By contrast, Tony Mitton's Wayland: The Tale of the Smith from the Far North (David Fickling Books, £14.99), makes few concessions to the child or adolescent reader. This ancient tale, Viking in origin and related here in ballad form, confronts us with the strongest of adult passions. Loyalties and infidelities, love and sexuality, pain and pleasure: all come together in a powerful and haunting story unafraid to expose us to the darker corners of human nature. The woodblock engravings by John Lawrence make a magnificent and atmospheric contribution to this beautifully produced book.
We have so many traditional stories in which wily fox pits his wits against those of even wilier goose that a new spin on the theme must really be impressive in its inventiveness if it is to gain our attention. "Impressive inventiveness" is, if anything, an understatement with regard to Mo Willems's That Is Not a Good Idea! (Walker Books, £11.99) in which the age-old battle is presented in a style reminiscent of silent-cinema days. The book's hilarious novelty comes in the form of a chorus of far-seeing chicks whose prescience will, of course, be rewarded eventually.
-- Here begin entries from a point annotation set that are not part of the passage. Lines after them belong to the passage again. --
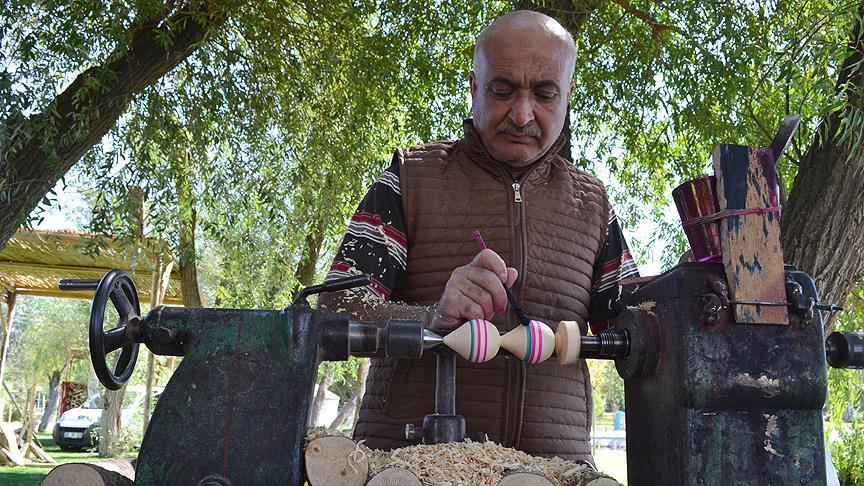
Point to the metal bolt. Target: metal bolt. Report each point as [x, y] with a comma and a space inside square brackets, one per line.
[164, 335]
[412, 432]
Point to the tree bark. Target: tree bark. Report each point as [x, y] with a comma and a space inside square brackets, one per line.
[8, 319]
[318, 401]
[188, 220]
[305, 273]
[362, 374]
[53, 402]
[350, 409]
[110, 426]
[42, 148]
[824, 217]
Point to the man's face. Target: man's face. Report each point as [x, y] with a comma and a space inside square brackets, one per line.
[519, 90]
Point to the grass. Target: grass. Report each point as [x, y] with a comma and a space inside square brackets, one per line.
[32, 476]
[612, 462]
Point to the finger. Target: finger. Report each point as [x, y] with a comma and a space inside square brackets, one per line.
[480, 295]
[512, 275]
[490, 260]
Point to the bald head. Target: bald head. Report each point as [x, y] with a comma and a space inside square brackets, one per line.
[521, 86]
[526, 24]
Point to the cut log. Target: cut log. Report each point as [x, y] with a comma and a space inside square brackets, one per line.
[602, 482]
[752, 256]
[525, 479]
[119, 472]
[394, 476]
[336, 460]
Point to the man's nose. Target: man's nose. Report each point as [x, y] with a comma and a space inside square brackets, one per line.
[522, 110]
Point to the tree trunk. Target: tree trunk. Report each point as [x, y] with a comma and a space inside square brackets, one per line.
[318, 401]
[350, 409]
[8, 318]
[40, 149]
[53, 403]
[188, 220]
[823, 220]
[110, 424]
[309, 262]
[362, 374]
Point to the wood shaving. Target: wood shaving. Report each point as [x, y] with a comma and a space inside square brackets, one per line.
[470, 463]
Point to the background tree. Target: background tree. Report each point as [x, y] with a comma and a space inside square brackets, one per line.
[45, 330]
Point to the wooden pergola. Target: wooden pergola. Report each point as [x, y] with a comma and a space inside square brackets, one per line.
[34, 261]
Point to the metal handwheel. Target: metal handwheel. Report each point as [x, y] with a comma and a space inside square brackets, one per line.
[117, 286]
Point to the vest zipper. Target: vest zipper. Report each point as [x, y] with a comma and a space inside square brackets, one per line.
[519, 372]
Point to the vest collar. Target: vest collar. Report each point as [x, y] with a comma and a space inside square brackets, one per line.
[477, 153]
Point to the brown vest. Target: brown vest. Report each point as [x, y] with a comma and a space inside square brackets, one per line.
[552, 237]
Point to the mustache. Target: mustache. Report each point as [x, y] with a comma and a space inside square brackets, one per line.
[530, 129]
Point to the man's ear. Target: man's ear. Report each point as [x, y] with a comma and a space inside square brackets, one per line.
[472, 81]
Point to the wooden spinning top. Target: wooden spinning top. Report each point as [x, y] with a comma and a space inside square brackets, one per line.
[477, 340]
[568, 342]
[532, 343]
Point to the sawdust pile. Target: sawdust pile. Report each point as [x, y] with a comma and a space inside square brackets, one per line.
[471, 463]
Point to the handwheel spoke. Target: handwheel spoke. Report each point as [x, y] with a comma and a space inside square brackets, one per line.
[123, 361]
[122, 303]
[115, 339]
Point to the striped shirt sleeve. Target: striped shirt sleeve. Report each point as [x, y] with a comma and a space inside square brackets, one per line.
[614, 264]
[375, 241]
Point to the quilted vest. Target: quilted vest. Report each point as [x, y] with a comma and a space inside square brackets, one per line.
[553, 237]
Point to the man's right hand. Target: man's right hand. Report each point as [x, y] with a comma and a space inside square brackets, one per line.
[474, 291]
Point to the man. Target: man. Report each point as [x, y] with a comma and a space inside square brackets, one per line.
[549, 221]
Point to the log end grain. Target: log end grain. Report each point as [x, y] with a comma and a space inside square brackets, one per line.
[335, 460]
[110, 473]
[525, 479]
[394, 476]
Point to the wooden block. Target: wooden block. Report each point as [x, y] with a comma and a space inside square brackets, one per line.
[532, 343]
[568, 342]
[335, 461]
[477, 340]
[394, 476]
[752, 255]
[525, 479]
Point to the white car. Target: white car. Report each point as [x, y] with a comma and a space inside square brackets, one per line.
[78, 428]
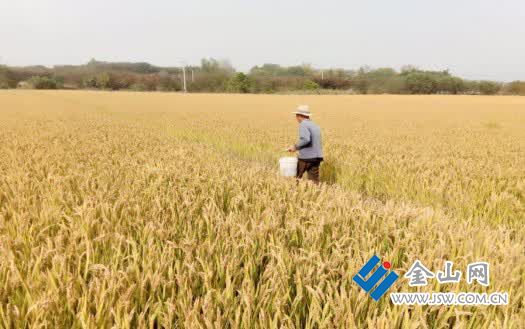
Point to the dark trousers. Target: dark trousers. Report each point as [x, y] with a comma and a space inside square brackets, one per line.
[311, 166]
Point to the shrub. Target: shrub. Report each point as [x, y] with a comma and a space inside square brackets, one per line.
[43, 83]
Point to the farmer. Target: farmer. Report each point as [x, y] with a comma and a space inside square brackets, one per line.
[309, 145]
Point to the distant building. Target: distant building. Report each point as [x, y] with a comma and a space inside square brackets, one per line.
[24, 85]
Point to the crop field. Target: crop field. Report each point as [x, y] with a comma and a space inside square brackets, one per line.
[166, 210]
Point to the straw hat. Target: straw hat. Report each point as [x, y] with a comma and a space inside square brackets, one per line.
[303, 110]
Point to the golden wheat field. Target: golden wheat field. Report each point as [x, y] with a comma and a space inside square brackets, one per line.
[166, 210]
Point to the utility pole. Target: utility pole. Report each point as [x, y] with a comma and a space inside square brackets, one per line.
[184, 79]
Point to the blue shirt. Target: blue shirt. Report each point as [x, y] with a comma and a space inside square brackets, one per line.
[309, 144]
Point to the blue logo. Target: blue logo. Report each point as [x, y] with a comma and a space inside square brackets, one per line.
[374, 279]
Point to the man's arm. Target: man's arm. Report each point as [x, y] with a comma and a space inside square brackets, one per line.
[304, 138]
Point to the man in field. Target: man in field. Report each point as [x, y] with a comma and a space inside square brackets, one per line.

First published in 1968, Pat Hutchins's Rosie's Walk, another wily-fox story, has become one of the modern classics. Showing no signs of having been tinkered with, either verbally or visually, it now reappears in a lavishly produced anthology, A Classic Story for Every Day (Hutchinson, £19.99), together with six other of the best-known picture books by writers and illustrators such as Quentin Blake (Mister Magnolia), Raymond Briggs (The Bear), Anthony Browne (Me and You) and Shirley Hughes (Dogger). This is one to lay aside for the imminent stocking-up season.
Fans of Andrew Lane's Young Sherlock Holmes novels will need little encouragement to find their way to Knife Edge, the sixth in the series (Macmillan, £12.99). Set on this occasion in 19th-century Galway, the novel again displays the authenticity of Lane's imagining of the youthful Sherlock. Cloon Ard Castle, where most of the book's skulduggery occurs, is, as Sherlock reflects, "just full of mysteries". It is the perfect environment for rumours of a "Dark Beast" to flourish and for such picturesquely named characters as Sir Shadrach Quintillan and Ambrose Albano to pursue their dubious destinies. Great fun to read and, one imagines, to write.
Alan Early's Arthur Quinn and Hell's Keeper (Mercier, €8.99) concludes his Father of Lies trilogy. Praiseworthy as the two previous titles were, it is by far his most significant achievement. The knowledge of, and affinity with, Norse myth that characterise Early's writing is again strongly evident, but the way these are woven into a narrative that moves effortlessly between past and present represents new levels of attainment. Not since Cormac MacRaois's Giltspur trilogy of the late 1980s has this been done so convincingly in Irish children's fiction.
Particularly impressive is the use made of the flooded Dublin cityscape through which Arthur and his young allies make their way, on jet skis, to Arthur’s final engagement with Loki, the “Father of Lies”. Croke Park, Kilmainham Gaol and Áras an Uachtaráin all figure prominently and very entertainingly. But also worth noting is Early’s portrayal of relationships, whether within the family or between friends. It all amounts to an expertly paced and totally engrossing novel.
Robert Dunbar is a commentator on children’s books.